= Riesz–Markov–Kakutani representation theorem =

Statement about linear functionals and measures

In mathematics, the Riesz–Markov–Kakutani representation theorem relates linear functionals on spaces of continuous functions on a locally compact space to measures in measure theory. The theorem is named for Riesz (1909) who introduced it for continuous functions on the unit interval, Markov (1938) who extended the result to some non-compact spaces, and Kakutani (1941) who extended the result to compact Hausdorff spaces.

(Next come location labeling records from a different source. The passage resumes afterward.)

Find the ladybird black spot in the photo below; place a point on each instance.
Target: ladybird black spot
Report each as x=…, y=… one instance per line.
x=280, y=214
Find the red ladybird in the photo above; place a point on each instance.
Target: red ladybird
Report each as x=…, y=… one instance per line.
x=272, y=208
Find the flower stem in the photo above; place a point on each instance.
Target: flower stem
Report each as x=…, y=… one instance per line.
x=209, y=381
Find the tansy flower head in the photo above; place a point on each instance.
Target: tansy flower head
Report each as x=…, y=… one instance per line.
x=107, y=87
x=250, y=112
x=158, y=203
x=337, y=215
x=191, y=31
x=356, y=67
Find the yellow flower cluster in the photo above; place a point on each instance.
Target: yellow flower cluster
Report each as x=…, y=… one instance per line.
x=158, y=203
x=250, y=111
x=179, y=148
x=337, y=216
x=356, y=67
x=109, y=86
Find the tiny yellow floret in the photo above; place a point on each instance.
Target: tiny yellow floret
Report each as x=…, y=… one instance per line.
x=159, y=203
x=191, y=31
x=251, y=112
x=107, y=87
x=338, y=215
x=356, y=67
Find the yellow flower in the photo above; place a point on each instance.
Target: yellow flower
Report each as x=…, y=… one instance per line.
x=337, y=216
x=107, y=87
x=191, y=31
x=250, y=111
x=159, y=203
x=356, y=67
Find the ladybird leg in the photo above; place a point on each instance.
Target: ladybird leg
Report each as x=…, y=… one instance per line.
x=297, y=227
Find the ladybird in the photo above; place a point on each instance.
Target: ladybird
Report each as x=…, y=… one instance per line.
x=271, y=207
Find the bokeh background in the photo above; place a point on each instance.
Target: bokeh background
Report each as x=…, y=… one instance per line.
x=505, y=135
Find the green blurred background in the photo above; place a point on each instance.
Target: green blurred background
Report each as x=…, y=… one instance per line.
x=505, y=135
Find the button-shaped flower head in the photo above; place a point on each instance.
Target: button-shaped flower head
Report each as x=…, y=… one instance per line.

There are many closely related variations of the theorem, as the linear functionals can be complex, real, or positive, the space they are defined on may be the unit interval or a compact space or a locally compact space, the continuous functions may be vanishing at infinity or have compact support, and the measures can be Baire measures or regular Borel measures or Radon measures or signed measures or complex measures.

== The representation theorem for positive linear functionals on C_{c}(X) ==

The statement of the theorem for positive linear functionals on C_{c}(X), the space of compactly supported complex-valued continuous functions, is as follows:

Theorem Let X be a locally compact Hausdorff space and $\psi$ a positive linear functional on C_{c}(X). Then there exists a unique positive Borel measure $\mu$ on X such that
$\psi(f) = \int_X f(x) \, d\mu(x), \quad \forall f \in C_c(X),$

which has the following additional properties for some $\Sigma$ containing the Borel σ-algebra on X:

- $\mu(K)<\infty$ for every compact $K\subset X$,
- Outer regularity: $\mu(E) = \inf \{\mu(U): E \subseteq U, U \mbox{ open}\}$ holds for every Borel set $E\in\Sigma$;
- Inner regularity: $\mu(E) = \sup \{\mu(K): K \subseteq E, K \mbox{ compact}\}$ holds whenever $E$ is open or when $E$ is Borel and $\mu(E)<\infty$;
- $(X,\Sigma,\mu)$ is a complete measure space

One approach to measure theory is to start with a Radon measure, defined as a positive linear functional on C_{c}(X). This is the way adopted by Bourbaki; it does of course assume that X starts life as a topological space, rather than simply as a set. For locally compact spaces an integration theory is then recovered.

Without the condition of regularity the Borel measure need not be unique. For example, let X be the set of ordinals at most equal to the first uncountable ordinal Ω, with the topology generated by "open intervals". The linear functional taking a continuous function to its value at Ω corresponds to the regular Borel measure with a point mass at Ω. However it also corresponds to the (non-regular) Borel measure that assigns measure 1 to any Borel set $B\subseteq [0,\Omega]$ if there is closed and unbounded set $C\subseteq [0,\Omega]$ with $C\subseteq B$, and assigns measure 0 to other Borel sets. (In particular the singleton $\{\Omega\}$ gets measure 0, contrary to the point mass measure.)

== The representation theorem for the continuous dual of C_{0}(X) ==

The following representation, also referred to as the Riesz–Markov theorem, gives a concrete realisation of the topological dual space of C_{0}(X), the set of continuous functions on X which vanish at infinity.

Theorem Let X be a locally compact Hausdorff space. For any continuous linear functional $\psi$ on C_{0}(X), there is a unique complex-valued regular Borel measure $\mu$ on X such that
$\psi(f) = \int_X f(x) \, d \mu(x), \quad \forall f \in C_0(X).$
A complex-valued Borel measure $\mu$ is called regular if the positive measure $| \mu |$ satisfies the regularity conditions defined above. The norm of $\psi$ as a linear functional is the total variation of $\mu$, that is
$\|\psi\| = |\mu|(X).$
Finally, $\psi$ is positive if and only if the measure $\mu$ is positive.

One can deduce this statement about linear functionals from the statement about positive linear functionals by first showing that a bounded linear functional can be written as a finite linear combination of positive ones.

==Historical remark==
In its original form by Riesz (1909) the theorem states that every continuous linear functional A over the space C([0, 1]) of continuous functions f in the interval [0, 1] can be represented as

$A[f(x)] = \int_0^1 f(x)\,d\alpha(x),$

where α(x) is a function of bounded variation on the interval [0, 1], and the integral is a Riemann–Stieltjes integral. Since there is a one-to-one correspondence between Borel regular measures in the interval and functions of bounded variation (that assigns to each function of bounded variation the corresponding Lebesgue–Stieltjes measure, and the integral with respect to the Lebesgue–Stieltjes measure agrees with the Riemann–Stieltjes integral for continuous functions), the above stated theorem generalizes the original statement of F. Riesz.